I magazzini del Comune erano diventati deposito di merce rubata

Diversi garage ed un appartamento appartenenti al demanio comunale occupati abusivamente nel quartiere Fasano sono stati liberati dalla Polizia Municipale

Di Redazione

Diversi garage ed un appartamento appartenenti al demanio comunale occupati abusivamente nel quartiere Fasano a Gravina di Catania sono stati liberati dalla Polizia Municipale. Gli occupanti sono stati denunciati per occupazione di beni immobili comunali. Una volta liberati i garage e l’appartamento, gli agenti hanno trovato alcuni motocicli ed altra merce di provenienza furtiva, circostanza che ha portato anche ad alcune denunce per ricettazione e ad ad una denuncia per maltrattamenti di animali perché nell’appartamento gli agenti della Polizia Municipale hanno trovato un cane che era tenuto in condizioni precarie. 
 «La lotta all’illegalità sul territorio comunale è costante. Ogni giorno - ha detto il Comandante della polizia municipale di Gravina Michele Nicosia -presidiamo il territorio comunale per contrastare atti criminosi. Siamo orgogliosi di aver riconsegnato al comune degli immobili da anni occupati abusivamente». 
 «Ringrazio il Comandante Michele Nicosia e gli agenti della polizia municipale - he detto il sindaco Massimiliano Giammusso - per aver portato a termine questa importante operazione. Dopo anni di occupazioni abusive, degli immobili appartenenti al demanio comunale sono stati liberati. Prosegue senza soste il nostro impegno per affermare la legalità sul nostro territorio comunale.

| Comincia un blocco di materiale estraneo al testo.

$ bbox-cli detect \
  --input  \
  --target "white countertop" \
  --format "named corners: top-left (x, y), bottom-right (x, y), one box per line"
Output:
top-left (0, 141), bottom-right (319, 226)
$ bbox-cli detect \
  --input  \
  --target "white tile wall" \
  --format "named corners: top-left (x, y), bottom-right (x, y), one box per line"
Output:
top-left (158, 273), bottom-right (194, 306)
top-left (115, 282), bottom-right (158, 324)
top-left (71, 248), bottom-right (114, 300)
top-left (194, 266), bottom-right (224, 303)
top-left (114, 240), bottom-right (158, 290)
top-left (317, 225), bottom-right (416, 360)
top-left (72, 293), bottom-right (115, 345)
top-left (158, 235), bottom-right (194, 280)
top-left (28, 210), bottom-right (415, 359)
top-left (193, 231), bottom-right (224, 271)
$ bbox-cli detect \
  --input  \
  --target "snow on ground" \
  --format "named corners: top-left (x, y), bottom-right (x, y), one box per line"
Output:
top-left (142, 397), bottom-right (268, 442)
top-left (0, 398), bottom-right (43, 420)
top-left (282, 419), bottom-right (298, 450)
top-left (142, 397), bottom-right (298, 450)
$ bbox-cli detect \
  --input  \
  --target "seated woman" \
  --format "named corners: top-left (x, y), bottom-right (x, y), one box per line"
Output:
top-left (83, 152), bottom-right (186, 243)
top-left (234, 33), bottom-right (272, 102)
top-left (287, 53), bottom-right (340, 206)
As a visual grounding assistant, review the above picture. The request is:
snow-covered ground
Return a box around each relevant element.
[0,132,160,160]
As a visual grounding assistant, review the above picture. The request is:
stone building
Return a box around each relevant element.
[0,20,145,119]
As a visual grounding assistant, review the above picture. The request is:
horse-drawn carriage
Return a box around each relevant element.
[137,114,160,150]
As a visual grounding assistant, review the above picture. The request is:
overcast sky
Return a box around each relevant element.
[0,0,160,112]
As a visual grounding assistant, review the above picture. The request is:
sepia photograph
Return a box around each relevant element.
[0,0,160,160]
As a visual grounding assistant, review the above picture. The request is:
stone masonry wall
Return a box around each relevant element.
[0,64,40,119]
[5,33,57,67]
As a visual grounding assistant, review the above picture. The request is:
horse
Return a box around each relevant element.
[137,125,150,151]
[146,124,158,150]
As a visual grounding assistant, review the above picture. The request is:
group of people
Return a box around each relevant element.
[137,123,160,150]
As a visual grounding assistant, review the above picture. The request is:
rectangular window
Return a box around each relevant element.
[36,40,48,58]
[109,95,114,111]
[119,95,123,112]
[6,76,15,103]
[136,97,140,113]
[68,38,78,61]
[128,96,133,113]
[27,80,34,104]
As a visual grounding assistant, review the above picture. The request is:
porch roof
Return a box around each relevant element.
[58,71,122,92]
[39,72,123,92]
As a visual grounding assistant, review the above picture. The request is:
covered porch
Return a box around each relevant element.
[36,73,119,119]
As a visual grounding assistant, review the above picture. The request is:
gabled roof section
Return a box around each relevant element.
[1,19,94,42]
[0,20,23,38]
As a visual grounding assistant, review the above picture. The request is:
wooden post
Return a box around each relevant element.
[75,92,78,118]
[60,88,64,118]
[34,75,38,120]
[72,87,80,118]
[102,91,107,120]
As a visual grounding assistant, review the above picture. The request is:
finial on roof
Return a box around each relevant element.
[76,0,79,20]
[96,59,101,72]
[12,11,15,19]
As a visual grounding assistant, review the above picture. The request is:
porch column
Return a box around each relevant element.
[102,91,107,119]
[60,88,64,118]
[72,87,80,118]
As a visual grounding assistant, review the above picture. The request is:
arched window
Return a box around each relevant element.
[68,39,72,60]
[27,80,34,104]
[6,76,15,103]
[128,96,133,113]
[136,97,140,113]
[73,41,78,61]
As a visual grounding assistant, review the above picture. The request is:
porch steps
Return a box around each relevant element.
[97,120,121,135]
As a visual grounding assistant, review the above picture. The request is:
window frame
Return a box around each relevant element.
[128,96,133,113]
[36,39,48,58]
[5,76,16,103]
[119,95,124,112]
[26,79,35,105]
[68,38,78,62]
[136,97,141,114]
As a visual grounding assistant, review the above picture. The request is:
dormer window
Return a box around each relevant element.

Siamo orgogliosi della nostra polizia locale che giornalmente fa il possibile per garantire la sicurezza e la legalità sul nostro territorio». 
 «L'intervento della nostra polizia locale - ha detto l'assessore alla sicurezza urbana Enzo Santoro - ha permesso il ripristino della legalità a Gravina di Catania, una grande dimostrazione della presenza della nostra polizia locale sul territorio e soprattutto una conferma dell’ottimo lavoro svolto dal Comandante Nicosia e dai suoi uomini».